9) While carefully supporting blue piping*, unscrewed large white nut holding housing/sensor to piping (was tough, in fact so tough that we later removed all of the teflon tape which was unneeded in his join)
10) Pull* straight up on the housing (hard) and it comes out of the piping.
11) Reverse all above steps to insert new housing/sensor, wires and turn everything back on. Watch for rolled o-rings on the housing and proper alignment of the noth feature when installing the new sensor. Verify mechanical flow sensors in piping line show ~3-4 G/m readout when flow/chiller is restored to functionality.
12) Setup new flow sensor head with Settings: Go to the other in-use sensor, pull off the top and scroll through the menu items (red and white buttons on the unit (shown in pic). Set the new head to these values.
13) Verify the new settings on the head are showing a ~3 G/m readout on the medm screen. If not, possibly there is setting on the sensor that needs revisited.
14) Monitor TCS to see that laser comes back up and stabilizes.
* Blue piping can crack so be careful to always support it and avoid torque torque
Note - with the sensor removed, we could see alot of green merk in the blue piping where the paddle wheel sits. Still suffering green sludge in this system...
A few pictures to add to those already posted. The O-ring closest to the paddle wheel had a cut to it. Not near the electronics, plus there's the other O-ring so it doesn't look like water was getting into where the electronics is housed. Some kind of stuff stuck to each blade (paddle?) of the paddle wheel. Not a good sign if the cooling water for the laser is meant to be clean.
Settings were as follows:
FLO Unit (Flow Unit) = G/m (default was L/m)
FActor (K-Factor) = 135.00 (default was 20)
AVErage (Average) = 0
SEnSit (Sensitivity) = 0
4 Set (4mA Set Point) = 0 G/m
20 Set (20mA Set Point = 10 G/m (default was 160)
ContrAST (Contrast) = 3
Here's both TCS system laser power and flow for the past day. The drop out in the ITMY data is our few hour sensor replacement work. So far no glitching or low droops. Although, there weren't any for the last 24 hours on the old sensor either.

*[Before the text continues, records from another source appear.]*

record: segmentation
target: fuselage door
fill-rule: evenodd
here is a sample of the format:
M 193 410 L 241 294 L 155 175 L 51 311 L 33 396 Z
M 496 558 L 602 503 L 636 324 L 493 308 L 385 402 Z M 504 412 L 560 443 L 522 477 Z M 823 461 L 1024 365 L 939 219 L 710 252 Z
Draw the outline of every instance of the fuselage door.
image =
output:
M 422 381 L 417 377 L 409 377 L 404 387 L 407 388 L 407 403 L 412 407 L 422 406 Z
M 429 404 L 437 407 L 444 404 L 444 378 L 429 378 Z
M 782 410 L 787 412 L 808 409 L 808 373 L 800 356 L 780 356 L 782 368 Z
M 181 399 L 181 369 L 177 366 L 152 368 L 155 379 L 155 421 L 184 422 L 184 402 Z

Attached is a 14 day duration minute trend of the TCSy chiller flow rate and CO2 laser power since our swap of tthe TCSy flow sensor. There have been 7 glitches below 2 GPM, with 3 of those glitches being below 1 GPM; all 7 glitches occured in the last week. Unless the spare flow sensor is also faulty (not beyond belief, but still a hard one to swallow) the root cause of our TCSy flow glitches lies elsewhere.
It might be a good idea to try swapping the laser controller chassis next. The electronics path for this flow meter is very simple - just the controller and then into the EtherCAT chassis where it's read by an ADC.